If your brand’s voice isn’t that personal, don’t worry: use the voice you’ve developed. You just need to know who you sound like so that you can speak the right way to your audience.
And don’t try to step outside of that voice—if people like your brand, they like your brand’s voice, and it needs to stay consistent.
5. Use Effective Calls to Action (CTAs)
Always stay one step ahead of your consumer. Put more simply, what do you want them to do as a result of reading your email?
I once had a boss who told us that we should never hang up the phone with a client before securing our next appointment to speak with them. This is great advice, even in email.
Know what you want your email list to do, and then ask them to do it.

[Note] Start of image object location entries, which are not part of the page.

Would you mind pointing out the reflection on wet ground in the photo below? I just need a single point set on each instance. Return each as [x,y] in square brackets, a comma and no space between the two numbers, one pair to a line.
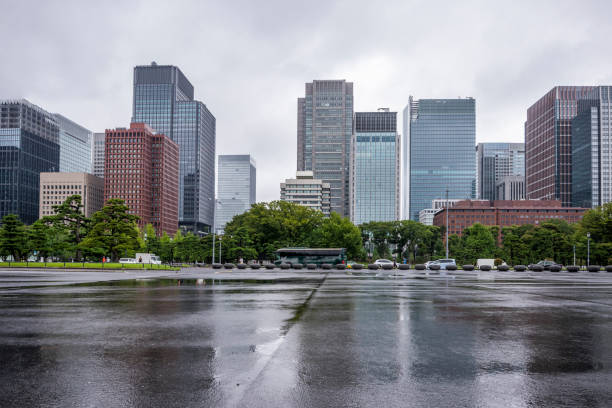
[251,338]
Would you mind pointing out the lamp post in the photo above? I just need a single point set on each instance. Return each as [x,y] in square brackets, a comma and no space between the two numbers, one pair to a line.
[215,228]
[447,208]
[588,248]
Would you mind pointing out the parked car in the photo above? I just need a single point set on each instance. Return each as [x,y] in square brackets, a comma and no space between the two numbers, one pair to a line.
[546,264]
[442,262]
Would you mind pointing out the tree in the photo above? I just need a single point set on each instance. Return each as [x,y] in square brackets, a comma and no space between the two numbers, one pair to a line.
[69,218]
[13,239]
[337,232]
[113,231]
[40,237]
[478,242]
[275,225]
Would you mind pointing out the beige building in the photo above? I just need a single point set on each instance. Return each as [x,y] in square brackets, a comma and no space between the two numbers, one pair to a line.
[56,187]
[307,191]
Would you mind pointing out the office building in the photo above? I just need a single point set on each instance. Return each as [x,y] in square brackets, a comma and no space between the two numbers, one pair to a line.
[504,213]
[235,188]
[592,150]
[495,161]
[548,147]
[324,131]
[510,188]
[55,188]
[441,151]
[375,181]
[29,145]
[426,215]
[142,169]
[164,100]
[98,154]
[305,190]
[75,146]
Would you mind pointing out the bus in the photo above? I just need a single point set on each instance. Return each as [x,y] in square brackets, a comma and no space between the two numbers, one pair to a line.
[315,256]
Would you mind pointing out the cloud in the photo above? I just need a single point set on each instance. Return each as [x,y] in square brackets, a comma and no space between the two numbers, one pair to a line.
[249,60]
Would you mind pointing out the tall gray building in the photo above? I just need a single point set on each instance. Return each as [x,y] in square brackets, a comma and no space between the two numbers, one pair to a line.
[441,151]
[75,146]
[591,141]
[375,176]
[99,139]
[29,145]
[164,100]
[236,188]
[496,161]
[324,131]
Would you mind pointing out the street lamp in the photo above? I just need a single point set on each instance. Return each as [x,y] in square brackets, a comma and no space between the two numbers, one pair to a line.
[588,248]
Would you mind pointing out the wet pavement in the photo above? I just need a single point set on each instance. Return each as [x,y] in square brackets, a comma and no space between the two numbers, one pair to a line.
[203,337]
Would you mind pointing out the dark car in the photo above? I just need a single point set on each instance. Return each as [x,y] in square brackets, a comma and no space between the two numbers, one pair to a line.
[546,264]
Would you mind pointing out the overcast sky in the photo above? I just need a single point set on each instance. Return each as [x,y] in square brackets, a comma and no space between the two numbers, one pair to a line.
[249,60]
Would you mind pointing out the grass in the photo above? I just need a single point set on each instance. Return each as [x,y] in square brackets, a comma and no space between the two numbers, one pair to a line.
[85,265]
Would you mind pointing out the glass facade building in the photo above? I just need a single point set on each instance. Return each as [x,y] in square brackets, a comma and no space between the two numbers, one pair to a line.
[324,132]
[236,187]
[375,180]
[496,161]
[98,154]
[442,154]
[75,146]
[592,150]
[164,100]
[548,143]
[29,145]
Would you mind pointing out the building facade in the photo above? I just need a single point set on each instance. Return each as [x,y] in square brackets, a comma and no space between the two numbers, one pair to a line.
[98,154]
[592,150]
[505,213]
[375,181]
[55,188]
[324,132]
[75,146]
[495,161]
[441,151]
[142,169]
[305,190]
[164,100]
[236,187]
[510,188]
[548,147]
[29,145]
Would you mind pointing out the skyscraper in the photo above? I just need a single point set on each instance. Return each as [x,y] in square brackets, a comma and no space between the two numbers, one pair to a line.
[548,148]
[324,131]
[305,190]
[591,143]
[75,146]
[496,161]
[164,100]
[29,145]
[442,155]
[98,154]
[142,169]
[236,188]
[376,159]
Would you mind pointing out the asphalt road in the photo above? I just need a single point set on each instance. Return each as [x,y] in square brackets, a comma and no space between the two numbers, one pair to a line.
[310,339]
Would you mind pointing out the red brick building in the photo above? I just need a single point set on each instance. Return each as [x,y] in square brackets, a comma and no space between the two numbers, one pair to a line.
[505,213]
[142,168]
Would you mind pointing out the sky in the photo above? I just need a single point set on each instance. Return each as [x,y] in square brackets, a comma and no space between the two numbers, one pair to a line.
[249,60]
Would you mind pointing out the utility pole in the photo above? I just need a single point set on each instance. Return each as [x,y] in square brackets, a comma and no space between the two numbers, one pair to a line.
[447,208]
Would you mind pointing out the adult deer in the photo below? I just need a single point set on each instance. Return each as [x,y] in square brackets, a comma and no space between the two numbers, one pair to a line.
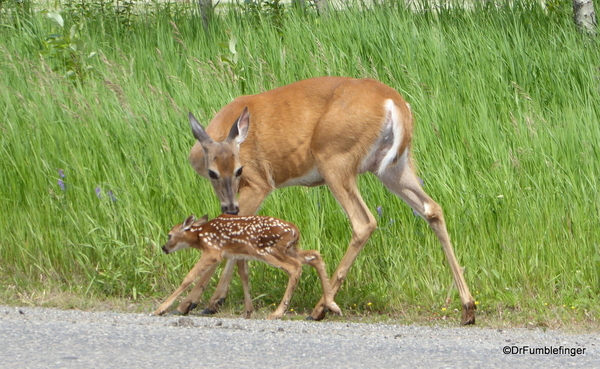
[323,130]
[267,239]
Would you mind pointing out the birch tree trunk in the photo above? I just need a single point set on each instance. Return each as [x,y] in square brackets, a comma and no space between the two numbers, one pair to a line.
[584,15]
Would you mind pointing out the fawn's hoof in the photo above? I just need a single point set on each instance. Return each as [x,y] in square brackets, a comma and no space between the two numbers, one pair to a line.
[208,311]
[468,317]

GrubHub—another company that knows their voice and employs it consistently—sent out this email after they launched their new website. (Note: National Redesigned Website Day is not a thing, but it was an excellent way to pull a “made you look” on their email list.)
You can see in the above screen grab that the first call to action comes in the graphic: a personified website that’s asking the reader to look at it.
The graphic is followed up by incredible copy, written in GrubHub’s distinct voice, that very clearly tells the reader what to do next.
Again: 1) distinct voice, 2) simple explanation of the information they need you to know, and 3) four CTAs in a row. (“Wanted: humans,” “try the new GrubHub,” “we’d love your opinion, so here’s a link,” and “you’ll help us, yeah?”)
GrubHub clearly explained exactly what they want the reader to do as a result of this email. The best part is that even if the reader only adheres to one of the CTAs, GrubHub still got that person to do what they wanted.
If you’re looking for how to write good calls to action for your email copy, we’ve got you covered.
When someone has an inbox full of emails that never get opened, it says less about the email user and much, much more about the emails being sent to them. People are busy, and you want to make sure your email gets read, so you’ll need it to be important to them.
Know who you’re talking to, have several types of conversations, be yourself, and ask for what you need, and you’ll be on your way to being clicked through!